- AI Agent
- AI Integration
- System Architecture
- B2B
Most companies talk about AI Agents while running a chatbot. The difference is not the language model. It is the ability to plan and act on real systems. This whitepaper breaks down the architecture of an enterprise grade AI Agent and a straight roadmap to deploy one.
What an AI Agent is, a technical definition
An AI Agent takes a goal, decomposes it into steps, calls tools and APIs to execute, then observes the result and adjusts until the goal is met. A chatbot stops at a pattern based answer; an agent closes the loop between reasoning and action.
The four core components of an enterprise AI Agent
Profiling: defining the role
Profiling sets who the agent is, what it may do and where it is blocked. A support agent differs from a warehouse operations agent in its tool scope, tone and autonomy threshold. Clear profiling is the first control layer, tied to role based permissions.
Memory: short and long term
Short term memory holds the current session context. Long term memory stores enterprise knowledge as embeddings in a vector database such as Qdrant or Milvus, retrieved semantically through RAG. This lets the agent answer from your real documents rather than generic training knowledge.
Planning: decomposing the task
This is what separates an agent from a chatbot. The agent decomposes a goal into a sequence of steps using techniques like Chain-of-Thought and, in particular, the ReAct loop: reason, act, observe, then repeat.
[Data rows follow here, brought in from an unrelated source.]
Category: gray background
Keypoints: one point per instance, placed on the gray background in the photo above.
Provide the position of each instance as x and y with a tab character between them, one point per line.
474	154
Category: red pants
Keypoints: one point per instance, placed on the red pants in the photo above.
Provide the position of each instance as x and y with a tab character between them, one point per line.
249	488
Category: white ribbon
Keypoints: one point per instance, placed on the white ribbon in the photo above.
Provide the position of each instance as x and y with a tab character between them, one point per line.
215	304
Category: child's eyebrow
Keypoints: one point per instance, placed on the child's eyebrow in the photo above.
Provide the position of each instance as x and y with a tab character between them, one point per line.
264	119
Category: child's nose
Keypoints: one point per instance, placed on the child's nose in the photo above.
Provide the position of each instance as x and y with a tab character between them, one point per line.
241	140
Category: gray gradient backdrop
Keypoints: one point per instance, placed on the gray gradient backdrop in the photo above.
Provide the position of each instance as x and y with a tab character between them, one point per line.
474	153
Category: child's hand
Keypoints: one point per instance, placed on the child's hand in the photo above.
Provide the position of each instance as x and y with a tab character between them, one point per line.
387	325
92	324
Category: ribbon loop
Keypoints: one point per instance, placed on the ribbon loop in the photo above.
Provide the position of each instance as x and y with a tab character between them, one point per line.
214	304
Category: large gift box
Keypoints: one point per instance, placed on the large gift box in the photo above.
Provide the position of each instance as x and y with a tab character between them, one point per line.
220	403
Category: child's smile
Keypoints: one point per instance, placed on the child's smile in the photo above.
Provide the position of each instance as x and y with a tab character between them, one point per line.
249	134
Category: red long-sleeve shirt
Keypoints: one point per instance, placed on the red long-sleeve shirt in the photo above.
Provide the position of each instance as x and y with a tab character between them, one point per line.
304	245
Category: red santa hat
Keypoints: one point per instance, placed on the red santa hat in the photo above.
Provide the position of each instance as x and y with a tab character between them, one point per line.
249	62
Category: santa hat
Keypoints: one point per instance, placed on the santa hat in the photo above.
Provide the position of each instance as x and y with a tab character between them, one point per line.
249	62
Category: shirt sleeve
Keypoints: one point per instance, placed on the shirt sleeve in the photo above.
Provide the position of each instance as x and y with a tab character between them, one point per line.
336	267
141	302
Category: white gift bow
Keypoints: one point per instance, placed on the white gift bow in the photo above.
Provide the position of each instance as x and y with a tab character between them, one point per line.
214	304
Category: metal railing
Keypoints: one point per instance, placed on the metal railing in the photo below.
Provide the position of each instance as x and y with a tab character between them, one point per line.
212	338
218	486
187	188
On each turn the agent decides the next tool based on the result it just received.
Action: acting on real systems
The agent calls internal APIs, queries databases, updates records and triggers workflows. This is where real value is created: the agent does not just answer, it executes, under the control of the profiling layer and full audit logging.
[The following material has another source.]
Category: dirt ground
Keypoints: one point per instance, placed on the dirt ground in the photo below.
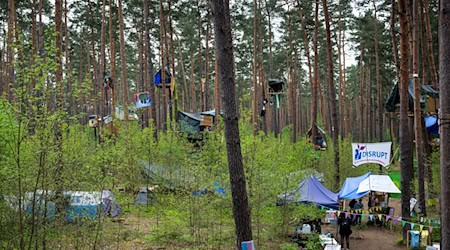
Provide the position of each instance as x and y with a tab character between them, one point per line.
371	238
The OKAXI enterprise deployment architecture
A private LLM, isolated agent
The biggest barrier to running an agent is data leakage. OKAXI deploys agents on a Private LLM installed on-premise or in a private cloud, so sensitive data never leaves your infrastructure. Every access runs through role based permissions, full audit logging and NDA compliance with partners, a hard requirement for international clients.
Microservices and Kafka at scale
An agent calls many tools and processes many requests at once. OKAXI splits each capability into an independent service in Python and C#, communicating asynchronously through the Apache Kafka message broker. When a service is overloaded or under maintenance, messages wait in the queue and reprocess once ready, so the system has no bottleneck. This is the foundation of an AI integration for business that holds real load.
Market data
Gartner forecasts that by 2028 about 33% of enterprise software will include agentic AI, up from less than 1% in 2024, and that at least 15% of day to day work decisions will be made autonomously by agents. McKinsey estimates generative AI could add 2.6 to 4.4 trillion US dollars in value per year across use cases, much of it from operational automation. The signal is clear: agents are moving from experiment to infrastructure.
A practical roadmap
Do not start with a do everything agent. Pick one repetitive, measurable process with clear boundaries. Pilot it on a Private LLM, measure the self serve rate and accuracy, then extend to the next process. A phased approach lowers risk and shows ROI early.
OKAXI starts with a workshop to pick the right agent use case for your operations, then designs an enterprise AI Agent architecture wired into your existing data infrastructure, rather than spreading automation thin.